En immersion avec les rangers de Salonga, héros méconnus de la conservation

Reportage | Les rangers patrouillent parfois pendant plusieurs semaines consécutives dans la jungle avec les moyens du bord : face aux braconniers, l’argent et la technologie de pointe n’ont que peu de pouvoir.

De Thomas Nicolon
Épuisé, Jean-Pierre Mayamba est plongé dans ses pensées à la tombée de la nuit, sur la ...
Épuisé, Jean-Pierre Mayamba est plongé dans ses pensées à la tombée de la nuit, sur la rivière Yenge.

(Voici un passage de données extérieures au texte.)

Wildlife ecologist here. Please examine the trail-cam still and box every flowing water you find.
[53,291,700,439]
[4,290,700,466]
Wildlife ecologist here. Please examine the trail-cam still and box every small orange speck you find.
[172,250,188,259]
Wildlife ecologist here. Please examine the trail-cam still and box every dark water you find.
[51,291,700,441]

Avec lui dans la pirogue, une chèvre que les rangers mangeront quelques jours plus tard.
PHOTOGRAPHIE DE Thomas Nicolon

Si le parc national de la Salonga a un budget estimé à plusieurs millions d’euros, alloués par les bailleurs internationaux, la réalité des rangers est toute autre sur le terrain. En patrouille durant plusieurs semaines consécutives, ces travailleurs de l’ombre composent avec les moyens du bord : dans la jungle, l’argent et la technologie de pointe n’ont que peu de pouvoir.

Dans Salonga, deuxième plus grand parc de forêt tropicale au monde, pas de colliers GPS sur les éléphants, ni de téléphones satellites pour chaque patrouille ou même de véhicule dernier cri pour intervenir en cas d’urgence.

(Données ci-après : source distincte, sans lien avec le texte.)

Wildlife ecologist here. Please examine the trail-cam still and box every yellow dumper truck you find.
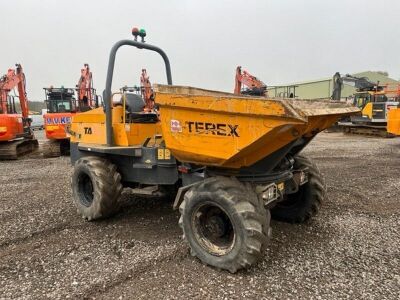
[69,29,359,273]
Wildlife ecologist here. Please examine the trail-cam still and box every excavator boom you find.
[331,72,383,101]
[77,63,95,108]
[140,69,154,110]
[234,66,267,96]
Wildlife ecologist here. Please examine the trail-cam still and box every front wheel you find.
[271,155,326,223]
[179,176,271,273]
[71,156,123,221]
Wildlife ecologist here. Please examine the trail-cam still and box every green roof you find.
[351,71,398,84]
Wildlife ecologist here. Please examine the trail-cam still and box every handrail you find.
[103,39,172,146]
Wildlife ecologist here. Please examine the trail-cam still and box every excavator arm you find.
[140,69,154,111]
[77,64,94,108]
[234,66,267,96]
[0,64,30,121]
[331,72,382,100]
[0,83,8,114]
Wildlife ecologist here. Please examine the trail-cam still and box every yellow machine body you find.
[70,85,359,169]
[361,102,373,119]
[70,106,162,146]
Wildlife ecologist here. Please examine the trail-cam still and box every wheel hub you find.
[78,172,94,207]
[192,202,235,256]
[206,215,227,238]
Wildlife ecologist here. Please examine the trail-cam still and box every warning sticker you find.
[170,120,182,132]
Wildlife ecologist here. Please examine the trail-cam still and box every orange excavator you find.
[234,66,267,96]
[0,64,38,159]
[42,64,100,157]
[77,63,99,110]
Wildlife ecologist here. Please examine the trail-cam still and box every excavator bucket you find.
[154,85,359,169]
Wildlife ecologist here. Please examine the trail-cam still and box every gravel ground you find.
[0,132,399,299]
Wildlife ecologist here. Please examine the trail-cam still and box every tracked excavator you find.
[234,66,267,96]
[42,64,100,157]
[0,64,38,159]
[332,72,400,137]
[69,28,359,273]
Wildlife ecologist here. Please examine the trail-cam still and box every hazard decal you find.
[170,120,182,132]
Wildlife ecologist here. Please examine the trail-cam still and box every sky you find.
[1,0,400,101]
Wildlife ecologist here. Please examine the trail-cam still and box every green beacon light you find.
[139,28,146,42]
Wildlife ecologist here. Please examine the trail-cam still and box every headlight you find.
[261,184,278,205]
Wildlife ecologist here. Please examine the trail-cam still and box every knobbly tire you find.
[72,156,123,221]
[179,176,271,273]
[271,154,326,223]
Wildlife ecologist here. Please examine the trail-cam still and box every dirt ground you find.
[0,131,399,299]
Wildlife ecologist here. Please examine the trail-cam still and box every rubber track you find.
[0,139,39,160]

L’absence de routes pousse l’Institut congolais pour la conservation de la nature (ICCN) et le Fonds Mondial pour la Nature (WWF) à travailler à un rythme singulier : celui de la forêt.

Un braconnier repéré dans une section du parc ? Les rangers doivent se déployer plusieurs jours, à pied puis en pirogue, sans possibilité de localiser leur cible. Débute alors un dangereux cache-cache où chaque indice doit être relevé : une branche coupée à la machette, une empreinte ou un feu de camp abandonné la veille.

Dans ce contexte difficile, les rangers patrouillent en sandales, s'avançant dans l’eau parfois jusqu’à la taille. Le sort des éléphants des forêts, dont la population a chuté de 150 000 à 2 000 individus entre 1975 et 1995, dépend du travail acharné de ces héros méconnus de la conservation.

Issus des villages autour du parc, sans formation paramilitaire, parfois quinquagénaires, ils opèrent dans un environnement extrêmement exigeant, avec un très modeste salaire à la clef.

Grâce à leur travail, ce parc national unique au monde pourrait un jour revoir prospérer éléphants de forêt et bonobos, et ainsi devenir un haut lieu touristique de la RDC.

Souvent isolées, les aires protégées du Congo sont à la merci des braconniers. Dans un pays où les crises politique, sécuritaire et économique perdurent, la corruption s’étend à toutes les couches de la société.

Les braconniers arrêtés se retrouvent bien souvent en liberté plus tôt que prévu, et plus armés que jamais. C’est pourtant le développement du tourisme vert qui pourrait offrir un répit au géant d’Afrique centrale, frappée par des vagues de violence depuis plus de 20 ans.